Posts filed under ‘Sarah Flannery’
A beautiful learning puzzle from In Code: A Mathematical Journey
Suppose there are twenty people in a room.
If Alice and Bob are any two of them, and Alice knows Bob, then you may assume that Bob knows Alice. Furthermore, if Alice does not know Bob then, likewise, Bob does not know Alice.
Now, any individual among these twenty may know nobody else, or some but not all of the others, or know everybody in the room.
However, what might strike you as amazing on first thought is the fact that all twenty cannot each know a different number of people in the room. Put another way, there are at least two in the room who know exactly the same number of people.
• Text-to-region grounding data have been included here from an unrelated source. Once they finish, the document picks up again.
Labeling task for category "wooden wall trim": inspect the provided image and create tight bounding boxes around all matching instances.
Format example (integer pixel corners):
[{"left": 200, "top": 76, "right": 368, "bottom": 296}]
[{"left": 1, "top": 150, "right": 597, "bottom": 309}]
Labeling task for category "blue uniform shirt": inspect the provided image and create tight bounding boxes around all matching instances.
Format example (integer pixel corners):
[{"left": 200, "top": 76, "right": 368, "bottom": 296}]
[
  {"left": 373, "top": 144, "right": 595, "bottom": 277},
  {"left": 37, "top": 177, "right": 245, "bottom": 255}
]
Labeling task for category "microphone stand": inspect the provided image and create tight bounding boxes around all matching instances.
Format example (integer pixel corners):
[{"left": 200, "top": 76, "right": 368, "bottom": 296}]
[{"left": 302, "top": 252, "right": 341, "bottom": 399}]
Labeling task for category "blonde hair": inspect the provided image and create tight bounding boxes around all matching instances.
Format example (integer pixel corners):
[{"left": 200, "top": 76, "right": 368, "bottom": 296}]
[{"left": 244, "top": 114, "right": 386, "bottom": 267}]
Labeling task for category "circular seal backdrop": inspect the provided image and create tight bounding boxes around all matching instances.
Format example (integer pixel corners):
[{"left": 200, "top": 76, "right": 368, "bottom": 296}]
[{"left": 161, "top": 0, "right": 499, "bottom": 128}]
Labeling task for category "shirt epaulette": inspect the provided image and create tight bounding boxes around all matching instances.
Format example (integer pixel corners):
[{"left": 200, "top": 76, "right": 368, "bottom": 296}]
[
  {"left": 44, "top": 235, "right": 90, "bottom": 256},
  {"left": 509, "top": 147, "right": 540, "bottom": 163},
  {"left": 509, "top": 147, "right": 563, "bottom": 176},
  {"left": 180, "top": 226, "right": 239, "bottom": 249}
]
Can you reason out why this must be?
One morning, exactly at sunrise, a Buddhist monk began to climb a tall mountain. The narrow path, no more than a foot or two wide, spiraled around the mountain to a glittering temple at the summit. The monk ascended the path at varying rates of speed, stopping many times along the way to rest and eat the dried fruit he carried with him. He reached the temple shortly before sunset. After several days of fasting and meditation he began his journey back along the same path, starting at sunrise and again walking at variable speeds with many pauses along the way. His average speed descending was, of course, greater than his average climbing speed. Prove that there is a spot along the path that the monk will occupy on both trips at precisely the same time of day.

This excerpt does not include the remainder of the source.